I am on the road and don’t have the ambition to develop a long post so this will be a short one. The implementation plan for New York’s Climate Leadership and Community Protection Act (Climate Act) “Net Zero” target (85% reduction and 15% offset of emissions) by 2050 is underway. On August 23 the Climate Action Council meeting agenda includes an item for “Public Comments Summary and Proposed Process for Integration”. This post provides my prediction for that item.
I have written extensively on implementation of the Climate Act. Everyone wants to do right by the environment to the extent that efforts will make a positive impact at an affordable cost. Based on my analysis of the Climate Act I don’t think that will be the case. I believe that the ambitions for a zero-emissions economy outstrip available renewable technology such that the transition to an electric system relying on wind and solar will do more harm than good. The opinions expressed in this post do not reflect the position of any of my previous employers or any other company I have been associated with, these comments are mine alone.
Climate Act Background
The Climate Act established the Climate Action Council who is responsible for preparing the Scoping Plan that will “achieve the State’s bold clean energy and climate agenda”. They were assisted by Advisory Panels who developed and presented strategies to meet the goals. Those strategies were used to develop the Integration Analysis prepared by the New York State Energy Research and Development Authority (NYSERDA) and its consultants that quantified the impact of the strategies. That analysis was used to develop the Draft Scoping Plan that was released for public comment on December 30, 2021 and will be finalized in 2022. The Climate Action Council has set up three subgroups to consider alternative fuels, economy-wide strategies to fund the transition, and gas system transition. While I do not deny that these are worthwhile topics, I am disappointed that reliability, feasibility, and affordability are not being explicitly considered.
Climate Action Council Meeting August 23, 2022
The agenda and meeting information are available in the 2022 Climate Action Council Meetings section of the Climate Act Materials and Meetings website. At some point a recording for the meeting will be posted on the site. I will eventually do a post to see if my forecast for what I think will happen verifies.
The agenda for the meeting includes the following items:
- Consideration of July 11, 2022, Minutes
- Subgroup Progress Reports
- Integration Analysis Updates
- Public Comments Summary and Proposed Process for Integration
- Proposed Process for CJWG Feedback Integration
- Proposed Process for Disadvantaged Communities Barriers & Opportunities Report Integration
- Next Steps
Most of these discussions will be perfunctory. The subgroup progress reports will give vague updates of the work to date. The primary issue with these topics is that there is no way to reconcile different opinions so I doubt that they will add value to the process. It is intriguing that work on the Integration Analysis has been going on. It will be interesting to see what topics were addressed.

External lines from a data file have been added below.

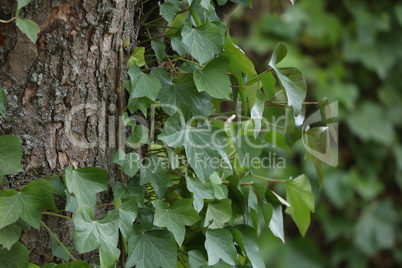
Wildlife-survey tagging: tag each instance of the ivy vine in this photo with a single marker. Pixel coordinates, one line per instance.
(192, 192)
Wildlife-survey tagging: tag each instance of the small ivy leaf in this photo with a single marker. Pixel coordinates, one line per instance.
(22, 3)
(257, 112)
(237, 57)
(128, 210)
(90, 234)
(218, 213)
(28, 27)
(17, 256)
(301, 200)
(175, 217)
(122, 191)
(159, 48)
(27, 204)
(84, 183)
(182, 95)
(200, 191)
(204, 41)
(246, 237)
(197, 259)
(219, 245)
(151, 250)
(152, 171)
(213, 79)
(290, 78)
(168, 9)
(137, 57)
(129, 162)
(10, 154)
(9, 235)
(143, 85)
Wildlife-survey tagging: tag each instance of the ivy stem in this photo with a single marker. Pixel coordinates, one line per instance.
(257, 76)
(58, 240)
(159, 26)
(195, 17)
(8, 21)
(268, 179)
(57, 215)
(183, 59)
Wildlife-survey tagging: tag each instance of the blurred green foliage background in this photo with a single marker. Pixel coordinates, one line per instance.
(350, 52)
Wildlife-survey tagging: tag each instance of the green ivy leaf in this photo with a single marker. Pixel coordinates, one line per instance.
(203, 41)
(16, 257)
(137, 57)
(301, 200)
(9, 235)
(128, 209)
(28, 27)
(152, 171)
(159, 48)
(143, 85)
(200, 191)
(152, 249)
(10, 154)
(219, 245)
(246, 237)
(257, 112)
(181, 95)
(218, 213)
(27, 204)
(84, 183)
(237, 57)
(90, 234)
(128, 162)
(291, 79)
(213, 79)
(22, 3)
(197, 259)
(175, 217)
(203, 145)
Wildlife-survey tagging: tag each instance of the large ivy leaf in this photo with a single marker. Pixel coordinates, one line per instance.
(10, 154)
(142, 84)
(203, 41)
(28, 27)
(9, 235)
(152, 249)
(219, 245)
(16, 257)
(291, 79)
(84, 183)
(213, 79)
(27, 204)
(152, 171)
(197, 259)
(218, 213)
(301, 200)
(202, 144)
(237, 57)
(200, 191)
(128, 209)
(181, 95)
(90, 234)
(246, 237)
(175, 217)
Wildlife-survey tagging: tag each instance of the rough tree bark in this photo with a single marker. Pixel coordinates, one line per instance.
(62, 91)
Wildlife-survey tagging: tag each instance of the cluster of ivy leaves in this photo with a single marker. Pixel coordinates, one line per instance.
(170, 210)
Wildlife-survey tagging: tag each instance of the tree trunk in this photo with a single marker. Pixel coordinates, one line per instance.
(62, 91)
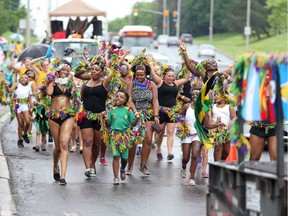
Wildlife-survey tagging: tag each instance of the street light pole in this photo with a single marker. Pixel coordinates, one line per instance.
(248, 29)
(164, 18)
(28, 25)
(178, 18)
(211, 21)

Given that I submitted 27 comments totaling 356 pages I am particularly interested in the process for handling Draft Scoping Plan comments. In previous meetings Agency staff has talked about the volume of comments. I predict that the summary agenda item will make that a point of emphasis, will undoubtedly count the comments in favor and make a big deal that the majority of the comments support the Draft Scoping Plan approach. Of course, this ignores the fact that most people in the state are unaware of any of the details of the plan and did not submit comments.
If the Council really wants to integrate public comments, then the process should include the following. The comments have to be provided in a searchable database for the Council and public as soon as possible. The comments have to be categorized into specific topics for the Council with a summary of the issues raised. It is unreasonable to expect that the Council and the public should have to figure out the substantive issues on their own. Instead I predict that the comments will be available in a list, perhaps consolidated somewhat for the obvious form letters. It might be searchable but that will be the extent of the accessibility concession.
I have become so cynical of the process that I believe the last two environmental justice topics will just be treated as window dressing. Any overlap with Administration priorities this election year will be highlighted and any inconsistencies will be ignored.
If the State really was planning to integrate public comments, then the process would have been on-going. As issues were raised in the comments those that were impactful should have been passed on to the Council. With only a couple of months left before the Final Scoping Plan has to be drafted there simply is not time to understand all the comments much less for meaningful integration of them.
I hope I am wrong but I am not holding my breath that the plan for integrating comments will actually address substantive comments. I expect that my comments will be acknowledged but I doubt that they will be considered.